Sur les frais d’instance :
9. Aux termes de l’article L. 761-1 du code de justice administrative : « Dans toutes les instances, le juge condamne la partie tenue aux dépens ou, à défaut, la partie perdante, à payer à l’autre partie la somme qu’il détermine, au titre des frais exposés et non compris dans les dépens. Les parties peuvent produire les justificatifs des sommes qu’elles demandent et le juge tient compte de l’équité ou de la situation économique de la partie condamnée. Il peut, même d’office, pour des raisons tirées des mêmes considérations, dire qu’il n’y a pas lieu à cette condamnation ».
10. Les dispositions de l’article L. 761-1 du code de justice administrative font obstacle à ce que soit mise à la charge de la commune de Saint-Pey-D’Armens, qui n’est pas dans la présente instance la partie perdante, la somme demandée par la requérante au titre des frais exposés par elle et non compris dans les dépens. Dans les circonstances particulières de l’espèce, il n’y a pas lieu de faire droit aux conclusions présentées par la commune de Saint-Pey-D’Armens au titre de ces mêmes dispositions.
O R D O N N E :
Article 1er : La requête n° 2603909 présentée par Mme A… est rejetée.

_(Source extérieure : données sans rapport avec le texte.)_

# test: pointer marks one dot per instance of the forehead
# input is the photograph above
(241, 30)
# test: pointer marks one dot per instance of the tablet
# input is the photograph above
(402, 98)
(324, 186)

Article 2 : Les conclusions présentées par la commune de Saint-Pey-D’Armens sur le fondement de l’article L. 761-1 du code de justice administrative sont rejetées.
Article 3 : La présente ordonnance sera notifiée à Mme B… A… et à la commune de Saint-Pey-D’Armens.
Fait à Bordeaux, le 21 mai 2026.
La juge des référés,
N. Gay
La greffière,
B. Serhir
La République mande et ordonne à la préfète de la Gironde en ce qui la concerne, ou à tous commissaires de justice à ce requis, en ce qui concerne les voies de droit commun contre les parties privées, de pourvoir à l’exécution de la présente ordonnance.